The board will be headed by Nina Jankowicz, a former advisor to the Ukrainian Foreign Ministry, who recently criticized online free speech supporters.
“I shudder to think about if free speech absolutists were taking over more platforms, what that would look like for the marginalized communities, which are already shouldering disproportionate amounts of this abuse,” Jankowicz tweeted about the story of Elon Musk’s Twitter acquisition.
DHS Secretary Alejandro Mayorkas announced the formation of the board to the House Appropriations DHS Subcommittee on Wednesday, saying: “Our Undersecretary for Policy, Rob Silvers is co-chair with our Principal Deputy General Counsel, Jennifer Gaskell, in leading a just recently constituted misinformation disinformation governance board. So we’re bringing – the goal is to bring the resources of the department together to address this threat.”

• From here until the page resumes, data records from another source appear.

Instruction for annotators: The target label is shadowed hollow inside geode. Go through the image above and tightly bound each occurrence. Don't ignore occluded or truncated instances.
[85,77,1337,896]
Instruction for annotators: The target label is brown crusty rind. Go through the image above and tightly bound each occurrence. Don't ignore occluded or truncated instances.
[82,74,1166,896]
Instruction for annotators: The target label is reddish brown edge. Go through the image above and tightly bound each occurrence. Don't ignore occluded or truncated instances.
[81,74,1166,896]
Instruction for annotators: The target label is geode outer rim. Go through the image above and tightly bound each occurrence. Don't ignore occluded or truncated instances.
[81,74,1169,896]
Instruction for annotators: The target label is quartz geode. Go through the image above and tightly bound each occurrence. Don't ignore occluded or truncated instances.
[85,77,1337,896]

Mayorkas said that the new board would fall under the Biden’s Center for Prevention Programs and Partnerships and it would have no authority to crack down on disinformation directly and will instead funnel funds to various causes it thinks are impacted by disinformation.
Jankowicz has been fighting what she calls “misinformation” for a while. She was a disinformation fellow at the Wilson Center.
She also led Belarus and Russia programs at the National Democratic Institute and advised the Foreign Ministry for Ukraine as a member of the Fulbright Public Policy Fellowship.
Jankowicz announced her new role on Twitter, writing: “Cat’s out of the bag: here’s what I’ve been up to the past two months, and why I’ve been a bit quiet on here.
“Honored to be serving the Biden Administration @DHSgov and helping shape our counter disinformation efforts.”
In a tweet accusing President Trump of spreading conspiracy theories and disinformation, she said “free speech vs censorship framing is a false dichotomy.”
She also complained about Twitter’s decision in early 2020 to stop censoring claims of election fraud.
“Considering the long-term damage these lies do to our democracy, I’m dismayed about this decision,” she wrote at the time.
“I say this about foreign disinformation and it applies to domestic disinfo too:
“Elections aren’t an end point. They’re an inflection point. Policies need to reflect that.”